那刹は握っている手を撫でながら顔を近づけた。
「それからもう一つお詫びしなければならないことが」
「はい、なんですか?」
「私たちは大守の付き人として天上へ行きます。嫌かもしれませんが、大守の部下として振る舞っていただかなければならない」
「それくらい平気です。でも・・・大丈夫なんですか?」
もちろん那刹も歩乃花も大守の付き人などではない。身分を偽ることに若干の罪悪感を覚える彼女は不安げに那刹を見上げた。
那刹は笑みを深くして頷く。
「大丈夫ですよ。
官吏は賢いが頭の固い方が多い。バレなければ問題ありません。
例えバレてしまったとしても陛下は情に厚い方、異世界の人間である貴女を罰したりはしないでしょう」
「私は大丈夫でも・・・那刹さんは?」
「私を罰する勇気のある官吏が居るならばお目にかかりたいものですね」
それはそれは綺麗な笑みだったが、何やら背後に黒いものが漂っている。
結局のところ、バレても何ら問題ないと踏んでの作戦らしい。
実際に今まで聞いた話で四帝が凄い人達だと歩乃花は知っていたので、例えバレても那刹が罰せられる確率は低いだろうなと思った。

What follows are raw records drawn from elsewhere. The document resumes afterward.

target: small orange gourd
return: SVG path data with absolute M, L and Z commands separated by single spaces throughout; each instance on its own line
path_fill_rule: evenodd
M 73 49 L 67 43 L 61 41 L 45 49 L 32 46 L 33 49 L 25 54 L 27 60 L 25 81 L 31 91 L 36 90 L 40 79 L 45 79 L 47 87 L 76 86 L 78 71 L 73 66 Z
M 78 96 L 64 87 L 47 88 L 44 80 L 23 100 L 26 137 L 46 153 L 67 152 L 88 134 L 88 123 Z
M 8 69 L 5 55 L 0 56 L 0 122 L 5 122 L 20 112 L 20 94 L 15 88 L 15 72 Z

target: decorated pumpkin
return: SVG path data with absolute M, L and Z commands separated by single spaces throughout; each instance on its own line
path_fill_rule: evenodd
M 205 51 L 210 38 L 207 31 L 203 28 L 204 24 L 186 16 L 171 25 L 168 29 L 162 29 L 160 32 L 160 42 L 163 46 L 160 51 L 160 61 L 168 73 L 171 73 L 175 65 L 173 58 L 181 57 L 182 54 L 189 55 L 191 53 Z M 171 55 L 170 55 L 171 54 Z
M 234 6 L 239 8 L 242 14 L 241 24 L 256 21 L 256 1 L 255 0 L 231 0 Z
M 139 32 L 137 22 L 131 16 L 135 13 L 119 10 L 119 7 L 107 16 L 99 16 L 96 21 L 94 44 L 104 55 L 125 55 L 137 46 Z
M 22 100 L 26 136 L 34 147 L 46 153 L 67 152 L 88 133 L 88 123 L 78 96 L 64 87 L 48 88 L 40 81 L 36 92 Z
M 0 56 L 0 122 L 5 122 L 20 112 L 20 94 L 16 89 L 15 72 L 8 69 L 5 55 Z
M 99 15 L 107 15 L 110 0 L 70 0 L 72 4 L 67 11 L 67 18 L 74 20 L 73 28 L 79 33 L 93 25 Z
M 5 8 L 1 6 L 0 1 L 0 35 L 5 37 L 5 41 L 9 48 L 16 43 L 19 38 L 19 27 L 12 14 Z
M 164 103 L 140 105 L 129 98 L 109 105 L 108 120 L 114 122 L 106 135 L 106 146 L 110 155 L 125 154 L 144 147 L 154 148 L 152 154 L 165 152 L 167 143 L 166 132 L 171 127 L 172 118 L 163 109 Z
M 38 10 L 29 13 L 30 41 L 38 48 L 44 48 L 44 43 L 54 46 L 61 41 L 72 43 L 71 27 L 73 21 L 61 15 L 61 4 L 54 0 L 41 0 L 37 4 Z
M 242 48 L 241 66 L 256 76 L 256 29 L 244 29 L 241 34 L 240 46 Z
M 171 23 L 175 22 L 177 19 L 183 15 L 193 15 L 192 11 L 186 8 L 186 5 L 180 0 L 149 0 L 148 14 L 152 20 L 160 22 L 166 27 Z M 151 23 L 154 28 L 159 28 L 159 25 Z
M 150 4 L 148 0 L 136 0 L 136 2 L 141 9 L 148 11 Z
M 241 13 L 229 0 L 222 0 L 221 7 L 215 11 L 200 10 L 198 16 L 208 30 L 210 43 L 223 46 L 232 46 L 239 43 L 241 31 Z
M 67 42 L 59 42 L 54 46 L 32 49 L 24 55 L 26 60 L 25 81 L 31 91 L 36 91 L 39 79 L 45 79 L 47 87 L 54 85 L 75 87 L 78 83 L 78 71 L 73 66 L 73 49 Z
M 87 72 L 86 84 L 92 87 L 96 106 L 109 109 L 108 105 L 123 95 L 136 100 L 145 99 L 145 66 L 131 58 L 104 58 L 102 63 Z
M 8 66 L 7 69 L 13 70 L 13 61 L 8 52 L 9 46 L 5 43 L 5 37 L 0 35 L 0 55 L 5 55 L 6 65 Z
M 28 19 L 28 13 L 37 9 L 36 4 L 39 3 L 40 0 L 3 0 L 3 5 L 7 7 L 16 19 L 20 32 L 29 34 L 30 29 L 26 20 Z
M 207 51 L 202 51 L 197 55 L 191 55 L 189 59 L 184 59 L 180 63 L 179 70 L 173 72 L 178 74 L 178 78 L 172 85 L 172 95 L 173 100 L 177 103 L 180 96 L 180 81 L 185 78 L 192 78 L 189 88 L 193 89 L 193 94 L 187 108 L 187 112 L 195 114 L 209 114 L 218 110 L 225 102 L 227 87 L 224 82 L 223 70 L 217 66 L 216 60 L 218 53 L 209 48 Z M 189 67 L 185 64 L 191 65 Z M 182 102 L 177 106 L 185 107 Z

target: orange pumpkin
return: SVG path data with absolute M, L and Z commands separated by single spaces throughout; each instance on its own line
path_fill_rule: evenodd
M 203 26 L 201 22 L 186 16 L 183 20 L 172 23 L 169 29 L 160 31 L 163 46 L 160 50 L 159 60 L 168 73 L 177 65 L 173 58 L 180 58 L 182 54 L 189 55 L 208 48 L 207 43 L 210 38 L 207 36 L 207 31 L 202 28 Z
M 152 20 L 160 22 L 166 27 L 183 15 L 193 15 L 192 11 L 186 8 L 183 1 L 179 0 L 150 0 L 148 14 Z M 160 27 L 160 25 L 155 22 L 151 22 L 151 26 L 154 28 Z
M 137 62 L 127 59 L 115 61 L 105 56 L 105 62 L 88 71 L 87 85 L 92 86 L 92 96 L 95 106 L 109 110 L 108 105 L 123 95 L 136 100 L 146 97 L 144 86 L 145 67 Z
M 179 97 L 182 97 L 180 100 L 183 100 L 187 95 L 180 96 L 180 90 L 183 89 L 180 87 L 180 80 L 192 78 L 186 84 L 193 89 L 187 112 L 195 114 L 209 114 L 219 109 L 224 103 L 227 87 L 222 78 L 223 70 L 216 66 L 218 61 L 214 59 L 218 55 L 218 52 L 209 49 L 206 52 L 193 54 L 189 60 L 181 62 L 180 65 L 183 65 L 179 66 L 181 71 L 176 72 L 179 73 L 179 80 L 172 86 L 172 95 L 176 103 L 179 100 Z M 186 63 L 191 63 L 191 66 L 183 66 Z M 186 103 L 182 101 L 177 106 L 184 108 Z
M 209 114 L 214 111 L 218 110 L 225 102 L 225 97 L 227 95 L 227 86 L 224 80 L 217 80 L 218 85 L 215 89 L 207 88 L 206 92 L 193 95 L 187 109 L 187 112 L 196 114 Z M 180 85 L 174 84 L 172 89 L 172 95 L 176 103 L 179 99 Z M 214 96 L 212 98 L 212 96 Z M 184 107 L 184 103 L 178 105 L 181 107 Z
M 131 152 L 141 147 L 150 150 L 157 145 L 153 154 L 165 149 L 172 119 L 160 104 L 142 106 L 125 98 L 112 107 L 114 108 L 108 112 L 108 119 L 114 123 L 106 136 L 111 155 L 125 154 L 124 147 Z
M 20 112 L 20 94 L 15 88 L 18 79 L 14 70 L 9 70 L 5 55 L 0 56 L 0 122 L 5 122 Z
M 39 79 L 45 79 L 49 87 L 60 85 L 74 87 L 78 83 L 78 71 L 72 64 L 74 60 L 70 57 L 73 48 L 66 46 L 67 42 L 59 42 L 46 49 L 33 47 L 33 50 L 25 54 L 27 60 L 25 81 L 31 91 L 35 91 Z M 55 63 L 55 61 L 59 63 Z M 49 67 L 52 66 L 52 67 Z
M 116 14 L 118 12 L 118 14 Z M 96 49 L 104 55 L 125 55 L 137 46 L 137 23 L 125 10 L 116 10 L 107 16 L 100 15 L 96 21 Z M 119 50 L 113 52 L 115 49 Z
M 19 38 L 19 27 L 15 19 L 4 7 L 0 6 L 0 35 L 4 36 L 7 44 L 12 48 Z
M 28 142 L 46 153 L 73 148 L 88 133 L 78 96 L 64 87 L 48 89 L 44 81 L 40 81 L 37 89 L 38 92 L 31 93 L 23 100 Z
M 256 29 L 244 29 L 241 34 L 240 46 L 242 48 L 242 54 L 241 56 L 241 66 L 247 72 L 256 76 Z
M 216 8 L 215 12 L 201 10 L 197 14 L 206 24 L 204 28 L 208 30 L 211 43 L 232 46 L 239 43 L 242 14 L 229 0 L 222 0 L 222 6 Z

「いっそのことバラしてしまえば皆さん驚くでしょうね。
まさか四帝が天上に居るなどと誰が想像できましょう」
官吏の間抜け面を見るのも悪くありませんね、と恐ろしいことをのたまう那刹に彼を慌てて宥める歩乃花。
「止めましょう、できるだけ穏便に・・・。平和が一番です」
「実に貴女らしい考えですね。
そんなところが私は好きですよ」
「ありがとうございます」
普通の女性なら顔を真っ赤にするだろうが、歩乃花は気にも留めずあっさりとお礼を言う。
彼女の手強さを前にした那刹は、眉を一瞬上に上げて彼女の顔を見つめた。
「私は手に入らないものが余計欲しくなる性質でしてね」
「はあ」
急に全く違う話を始めた彼に歩乃花は首を傾げながら耳を傾ける。
「そろそろ伴侶が欲しいと思っていたところなんですよ」
「お嫁さんを捜すんですか?」
「いいえ、後は口説き落とすだけでして。
しかしその女性は少々鈍くて私の気持ちに気付いてくださらないのです」
「そうなんですか。大変ですね。
でもきっと大丈夫ですよ、那刹さん素敵ですから」
にこにこと人畜無害な笑みを浮かべる歩乃花。
ここまで鈍い女性は珍しいなと那刹は思いながら、歩乃花と同じ良い笑顔を彼女に向けた。